In den kommenden Jahren sollen die Mitgliedsstaaten langfristige nationale Renovierungsstrategien entwickeln, um bis 2050 einen hocheffizienten, dekarbonisierten Gebäudebestand zu schaffen. Nach Angaben der Kommission sind heute 75 Prozent der Gebäude nicht energieeffizient. Streitpunkt waren die zeitlichen Abstände und die Detailliertheit der Renovierungsstrategien. Etappenziele sind jetzt für 2030, 2040 und 2050 vorgesehen.

Einer von zehn Parkplätzen mit Lademöglichkeit

In neuen oder umfassend renovierten Nicht-Wohngebäuden mit mehr als zehn Parkplätzen soll mindestens eine Lademöglichkeit für Elektroautos geschaffen werden. Zum Vergleich: Der Umweltausschuss des EU-Parlaments hatte in seiner Stellungnahme Lademöglichkeiten für drei von zehn Parkplätzen gefordert. Für mindestens einen von fünf Parkplätzen soll eine Vorverkabelung gezogen werden. Kleine und mittlere Unternehmen können davon ausgenommen werden. Weitere Ausnahmen können etwa dann gewährt werden, wenn die Kosten der Installation sieben Prozent bei Renovierungen überschreiten.
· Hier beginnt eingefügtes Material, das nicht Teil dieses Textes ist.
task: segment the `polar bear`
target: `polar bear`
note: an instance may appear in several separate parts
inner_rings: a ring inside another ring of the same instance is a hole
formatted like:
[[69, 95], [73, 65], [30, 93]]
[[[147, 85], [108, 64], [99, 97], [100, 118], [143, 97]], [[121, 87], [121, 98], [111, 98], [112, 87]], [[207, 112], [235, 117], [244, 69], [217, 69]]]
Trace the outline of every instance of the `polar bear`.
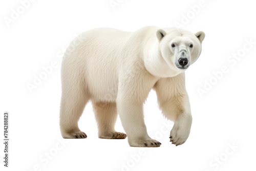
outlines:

Neue oder grundlegend renovierte Wohngebäude sollen mit gewissen Einschränkungen Vorverkabelungen an allen Parkplätzen erhalten.

Die Kommission wird aufgefordert, bis Ende 2019 einen sogenannten Intelligenzindikator zu entwickeln. Er soll anzeigen, wie stark ein Gebäude seinen Betrieb an die Erfordernisse der Bewohner und des Stromnetzes anpassen kann.

Als nächstes wird sich der Ausschuss der Ständigen Vertreter der Mitgliedsstaaten mit der Richtlinie befassen. Normalerweise ist hier kein Widerspruch zu erwarten. Es hat aber auch schon Ausnahmen gegeben, etwa als 2013 neue Grenzwerte für den CO2-Ausstoß von Pkw festzustehen schienen und dann vom Ausschuss gekippt wurden.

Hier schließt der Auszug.